Schervish helped to found the Wealth & Giving Forum, a peer-centered endeavor to deepen the philanthropic engagement of the nation’s 7000 wealthiest families, has served as referee for nineteen book publishers or professional journals, has been a grant referee for six organizations dealing with philanthropic research, serves regularly as speaker and consultant and has assisted on advisory boards and research panels, including for the Center for Philanthropy at Indiana University, the Independent Sector, the National Center for Charitable Statistics, the American Association of Fundraising Counsel, and the Association for Research on Nonprofit Organizations and Voluntary Action.
He served as a Fulbright Scholar at University College Cork in the area of research on philanthropy and as Distinguished Visiting Professor at the Indiana University Center on Philanthropy.
He also pioneered a well-received introductory course on philanthropy for undergraduates at Boston College, one of the few such courses in the nation, which focuses students' attention not only on the nature of love and care that go into philanthropic work, but also on the love and care in their own lives.
He is currently developing and training fundraising and financial professionals in the use of a discernment methodology based on Ignatian principles for guiding wealth holders through a self-reflective process of decision-making about their finances and philanthropy.
The Center on Wealth and Philanthropy at Boston College is a multidisciplinary research center specializing in the study of spirituality, wealth, wealth transfer, philanthropy, and other aspects of biographical and cultural life in an age of affluence.
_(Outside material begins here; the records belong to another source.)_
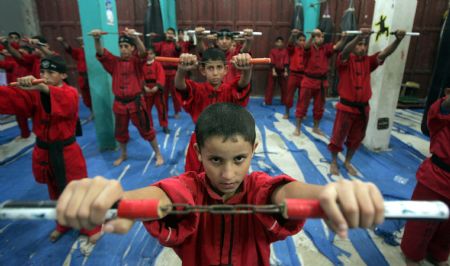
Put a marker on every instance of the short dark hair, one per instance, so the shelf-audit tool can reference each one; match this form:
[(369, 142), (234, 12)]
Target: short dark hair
[(225, 120), (213, 54), (14, 33)]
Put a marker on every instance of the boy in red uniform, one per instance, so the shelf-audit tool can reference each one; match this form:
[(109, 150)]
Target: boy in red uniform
[(169, 48), (279, 65), (296, 50), (314, 83), (430, 239), (53, 106), (129, 102), (78, 55), (352, 116), (226, 145), (13, 71), (154, 86), (224, 41), (197, 96)]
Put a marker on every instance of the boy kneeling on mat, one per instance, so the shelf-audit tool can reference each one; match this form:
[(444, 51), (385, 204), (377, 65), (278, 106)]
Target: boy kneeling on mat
[(225, 145)]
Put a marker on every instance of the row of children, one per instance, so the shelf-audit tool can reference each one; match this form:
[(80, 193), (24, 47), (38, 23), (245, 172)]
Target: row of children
[(226, 168)]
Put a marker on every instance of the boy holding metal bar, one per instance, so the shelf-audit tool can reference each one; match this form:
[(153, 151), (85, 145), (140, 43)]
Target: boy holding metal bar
[(226, 142)]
Founded in 1984, CWP is a recognized authority on the relation between economic wherewithal and philanthropy, the nationally cited wealth transfer estimates, the motivations for charitable involvement, and the underlying meaning and practice of care. The staff at CWP counsels and makes presentations to individuals and organizations of wealth holders, financial advisors, estate planners, foundations, and development professionals.
The American Sociological Association is a non-profit membership association based in Washington, DC, dedicated to advancing sociology as a scientific discipline and profession serving the public good, Founded in 1905, it is home to 44 special interest sections with more than 21,000 members, and publisher of 10 professional journals and magazines.